I guess only you can decide if the differences are worth the cost, given your budget. I will say that a lighter weight is not the only difference with carbon fiber - CF is more effective at damping vibrations than aluminum. Also, aluminum is a good thermal conductor (which is why my Calphalon cookware is made of it), whereas CF is a poor thermal conductor – that means if you're using the tripod in cold weather, the aluminum will feel very cold, the CF will be more comfortable to hold without gloves.


----------



## alexturton (Jan 27, 2014)

Three legged thing Brian. With airhead (arcs Swiss compatible). Wonderful tripod for all use. Super light and compact. Plus a leg comes off for use as a monopod


----------



## mingyuansung (Jan 28, 2014)

So please report back your experience if you happen to buy MeFoto. I am also interested in that brand. Thanks.


----------



## xps (Jan 28, 2014)

I recommend the Sirui TX-2204 with the E-20 ball head. Arca-swiss comatible. carbon.
Own it for a few month, using it nearly every day in the last weeks. 
Going skiing or ski tours in South Tyrol an the Swiss Alps, every pound you do not have to carry is an good one...
The Tripod is about 144cm extended, with the 7d and grip or the 5D3 in eye height (I am 178cm tall). High enough. And the Head and the tripod is only about 1,7 kg. The head is very good. Keeps the 5D3+Grip+300mm 2.8 + 1,4x in every position.


----------



## xps (Jan 28, 2014)

MeFOTO Roadtrip: Hmmmm.
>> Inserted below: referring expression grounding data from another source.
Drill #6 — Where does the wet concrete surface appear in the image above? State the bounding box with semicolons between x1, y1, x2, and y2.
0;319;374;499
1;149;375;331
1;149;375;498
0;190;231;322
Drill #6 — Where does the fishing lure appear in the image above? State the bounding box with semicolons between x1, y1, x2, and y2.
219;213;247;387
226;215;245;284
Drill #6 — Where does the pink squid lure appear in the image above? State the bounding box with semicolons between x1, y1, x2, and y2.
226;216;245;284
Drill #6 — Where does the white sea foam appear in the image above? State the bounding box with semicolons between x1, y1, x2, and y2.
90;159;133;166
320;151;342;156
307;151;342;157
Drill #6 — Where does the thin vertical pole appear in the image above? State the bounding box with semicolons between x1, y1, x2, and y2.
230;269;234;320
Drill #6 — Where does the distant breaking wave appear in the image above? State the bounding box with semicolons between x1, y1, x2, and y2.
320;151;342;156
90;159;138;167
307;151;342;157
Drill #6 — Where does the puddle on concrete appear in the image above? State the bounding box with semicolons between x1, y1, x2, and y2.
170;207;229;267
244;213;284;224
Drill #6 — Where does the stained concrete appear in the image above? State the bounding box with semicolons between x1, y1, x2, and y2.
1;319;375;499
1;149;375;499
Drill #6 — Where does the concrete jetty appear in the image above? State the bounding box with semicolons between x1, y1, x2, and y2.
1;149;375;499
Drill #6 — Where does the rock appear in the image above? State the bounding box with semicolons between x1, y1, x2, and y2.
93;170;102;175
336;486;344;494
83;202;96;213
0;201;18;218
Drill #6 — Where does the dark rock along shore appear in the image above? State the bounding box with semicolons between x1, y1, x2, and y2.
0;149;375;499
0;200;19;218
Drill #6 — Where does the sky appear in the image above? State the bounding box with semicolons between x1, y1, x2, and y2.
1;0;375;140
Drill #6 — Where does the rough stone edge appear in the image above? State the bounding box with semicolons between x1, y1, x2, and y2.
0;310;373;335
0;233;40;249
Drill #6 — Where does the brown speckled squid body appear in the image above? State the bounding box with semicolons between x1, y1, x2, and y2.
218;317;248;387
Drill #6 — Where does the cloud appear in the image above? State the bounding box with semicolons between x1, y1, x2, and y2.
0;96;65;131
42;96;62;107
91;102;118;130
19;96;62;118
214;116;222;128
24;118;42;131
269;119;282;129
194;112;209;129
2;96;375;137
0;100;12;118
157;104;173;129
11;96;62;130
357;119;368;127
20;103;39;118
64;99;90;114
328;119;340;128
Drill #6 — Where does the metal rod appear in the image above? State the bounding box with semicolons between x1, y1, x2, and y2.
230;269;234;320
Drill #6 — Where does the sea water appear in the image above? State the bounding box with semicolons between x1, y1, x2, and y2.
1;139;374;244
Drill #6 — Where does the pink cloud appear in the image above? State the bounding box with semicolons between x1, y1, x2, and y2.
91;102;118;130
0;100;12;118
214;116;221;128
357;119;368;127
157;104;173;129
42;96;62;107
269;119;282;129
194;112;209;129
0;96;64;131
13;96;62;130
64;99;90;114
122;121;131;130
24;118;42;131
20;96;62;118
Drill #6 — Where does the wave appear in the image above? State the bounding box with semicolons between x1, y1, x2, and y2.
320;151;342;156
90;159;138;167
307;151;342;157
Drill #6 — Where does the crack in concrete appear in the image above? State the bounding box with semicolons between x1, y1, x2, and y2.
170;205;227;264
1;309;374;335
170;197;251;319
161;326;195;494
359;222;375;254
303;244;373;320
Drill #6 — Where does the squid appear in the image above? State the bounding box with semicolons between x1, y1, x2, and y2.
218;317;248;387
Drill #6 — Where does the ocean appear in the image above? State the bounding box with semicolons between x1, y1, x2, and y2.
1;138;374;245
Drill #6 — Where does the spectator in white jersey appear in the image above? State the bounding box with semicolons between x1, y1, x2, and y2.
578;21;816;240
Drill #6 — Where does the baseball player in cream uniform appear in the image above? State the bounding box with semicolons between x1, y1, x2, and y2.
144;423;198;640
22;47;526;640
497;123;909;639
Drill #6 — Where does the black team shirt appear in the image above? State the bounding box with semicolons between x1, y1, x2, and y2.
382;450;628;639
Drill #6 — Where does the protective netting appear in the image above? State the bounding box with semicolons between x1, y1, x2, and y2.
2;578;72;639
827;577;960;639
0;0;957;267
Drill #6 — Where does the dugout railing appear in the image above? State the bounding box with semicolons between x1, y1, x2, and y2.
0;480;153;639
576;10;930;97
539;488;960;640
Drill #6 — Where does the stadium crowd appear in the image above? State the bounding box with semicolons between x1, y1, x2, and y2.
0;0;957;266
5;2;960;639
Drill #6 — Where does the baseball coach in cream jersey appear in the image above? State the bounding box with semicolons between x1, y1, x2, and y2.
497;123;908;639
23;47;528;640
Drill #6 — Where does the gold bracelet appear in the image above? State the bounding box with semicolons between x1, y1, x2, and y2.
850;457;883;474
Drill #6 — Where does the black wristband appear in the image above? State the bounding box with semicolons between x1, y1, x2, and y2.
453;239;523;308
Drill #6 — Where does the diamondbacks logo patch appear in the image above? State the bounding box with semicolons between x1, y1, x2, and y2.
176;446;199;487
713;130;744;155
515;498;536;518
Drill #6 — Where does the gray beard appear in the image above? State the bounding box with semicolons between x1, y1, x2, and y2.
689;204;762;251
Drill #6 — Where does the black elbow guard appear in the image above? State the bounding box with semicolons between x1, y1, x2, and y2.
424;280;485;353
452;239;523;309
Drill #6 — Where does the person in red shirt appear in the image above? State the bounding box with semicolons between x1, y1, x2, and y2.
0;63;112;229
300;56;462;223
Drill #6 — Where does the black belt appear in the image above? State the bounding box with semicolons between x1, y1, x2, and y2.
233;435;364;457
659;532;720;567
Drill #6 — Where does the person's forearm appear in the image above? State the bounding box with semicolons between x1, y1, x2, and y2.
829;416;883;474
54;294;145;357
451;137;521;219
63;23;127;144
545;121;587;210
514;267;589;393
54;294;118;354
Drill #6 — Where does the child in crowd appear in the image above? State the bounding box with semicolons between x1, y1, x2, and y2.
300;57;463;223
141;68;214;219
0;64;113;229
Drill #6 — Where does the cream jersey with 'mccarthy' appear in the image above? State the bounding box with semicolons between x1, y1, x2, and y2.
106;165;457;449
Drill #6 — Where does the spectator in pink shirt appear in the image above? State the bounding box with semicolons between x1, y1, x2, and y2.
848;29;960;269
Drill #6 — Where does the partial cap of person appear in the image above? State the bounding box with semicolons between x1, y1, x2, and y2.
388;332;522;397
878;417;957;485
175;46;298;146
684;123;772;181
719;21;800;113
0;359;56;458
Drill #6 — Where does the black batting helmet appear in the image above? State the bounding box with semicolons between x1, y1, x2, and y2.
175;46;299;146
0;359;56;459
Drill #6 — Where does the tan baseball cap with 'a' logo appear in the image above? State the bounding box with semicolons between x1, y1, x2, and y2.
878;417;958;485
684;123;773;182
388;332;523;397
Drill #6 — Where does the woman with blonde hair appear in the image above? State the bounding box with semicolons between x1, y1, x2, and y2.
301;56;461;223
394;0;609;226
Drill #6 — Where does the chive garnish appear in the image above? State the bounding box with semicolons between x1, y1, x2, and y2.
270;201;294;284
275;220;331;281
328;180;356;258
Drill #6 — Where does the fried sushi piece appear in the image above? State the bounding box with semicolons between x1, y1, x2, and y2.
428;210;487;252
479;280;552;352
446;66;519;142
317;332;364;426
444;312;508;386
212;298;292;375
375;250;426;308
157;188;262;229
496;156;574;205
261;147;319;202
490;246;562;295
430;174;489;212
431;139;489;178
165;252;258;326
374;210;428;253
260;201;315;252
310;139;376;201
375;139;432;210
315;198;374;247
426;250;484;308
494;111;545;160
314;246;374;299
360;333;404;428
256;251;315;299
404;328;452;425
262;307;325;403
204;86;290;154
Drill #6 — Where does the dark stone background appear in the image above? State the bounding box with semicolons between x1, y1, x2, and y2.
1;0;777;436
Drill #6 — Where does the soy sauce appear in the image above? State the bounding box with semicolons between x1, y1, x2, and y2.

This tripod looks the same like one of the Sirui Series ... Could this be?
http://www.sirui.eu/de/produkte/dreibeinstative/t0x-serie/


----------



## Rmafive (Jan 29, 2014)

xps said:


> MeFOTO Roadtrip: Hmmmm. This tripod looks the same like one of the Sirui Series ... Could this be?
> http://www.sirui.eu/de/produkte/dreibeinstative/t0x-serie/



Actually, the Mefoto tripods should be fairly similar to Benro's products, since Benro owns the Mefoto brand. Sirui must have added different colors in their products after Mefoto did (thought their tripods does look different)! I'll definitely report back with my experiences on Mefoto. I'm leaning towards the CF Roadtrip, but the CF Globetrotter may also be an option. The mefoto's seem to be highly reviewed everywhere, so I'm hoping for the best!


----------